Across almost every aspect of our lives, the days when we gratefully took what we were given have gone. We can now choose, for example, who provides our electricity, gas or phones at home. The result is lower prices and better standards.
Over the past few years, people have begun to enjoy the same power over health services. With the help of their GPs, patients can now choose which hospital they have their operations in so they don’t have to wait a day longer than necessary. But choice over which GP practice to register with remains severely restricted. Most patients can choose, at best, from a couple of local practices. But often even
this choice does not exist, with practices shutting their doors to new patients. Abolishing practice boundaries will give choice to patients who are unhappy with their current practice or find it does not meet the needs of their lifestyle.
This doesn’t mean everyone will want to exercise that choice. For elderly patients with chronic disease, for whom continuity of care and proximity to their home are the most important factors, choice may not make a difference.
But the take-up of choice may well surprise us, even in the elderly. Patients with specific chronic diseases such as diabetes might move to a practice with a GP with a Special Interest in diabetes or one which offers a one-stop diabetic clinic.
Continuity of care is one of the most important features of good primary care, but the current system is rigid and doesn’t allow patients to achieve continuity where they require it. Just ask any patient who has had to register with a new GP because they moved one street out of the catchment area of their current practice.
For those who are concerned about what happens with home visits, there is already a system in place. Currently when someone goes on holiday and they need a home visit they contact the nearest surgery and are treated under an emergency treatment or temporary resident basis.

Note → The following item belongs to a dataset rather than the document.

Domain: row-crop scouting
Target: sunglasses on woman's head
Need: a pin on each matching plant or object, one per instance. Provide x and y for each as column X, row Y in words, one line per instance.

Lack of choice is part of the remnants of a healthcare system designed for doctors, not for patients. Frankly, it’s time it was changed. Patients will now be able to sign up with a GP practice near where they work rather than where they live.
For many people who work a long way from home, this is far more convenient. Taking time off work for a routine GP appointment is simply not realistic. Not everyone has a work schedule allowing such flexibility or a sympathetic boss and this inconvenience may cause some people to put off seeing their GP.
But the abolition of catchment areas will have a more profound impact on health services than simply improving convenience for commuters – after all, the majority of visits to GPs are from older, retired people. It will help drive up standards across the board.
By giving patients choice, all practices will feel a pressure to respond to patients. Otherwise they will simply go elsewhere – to a practice that opens from 8am to 8pm seven days a week, or one that offers the extra services they require. But choice only works well if patients have clear, accurate performance figures so they can make informed decisions, and the Government needs to ensure they are available.
The introduction of choice does mean some practices will struggle. We may see practices closing if they can’t keep their patients. But the NHS is run to provide care for patients, not employment for doctors. Choice will allow good practices to expand and lead to improved standards.
GPs are overwhelmingly independent-minded, innovative individuals who want to improve patient care, so I am confident increased choice will see practices developing and offering new and improved services. Choice is good for patients and all GPs should embrace it.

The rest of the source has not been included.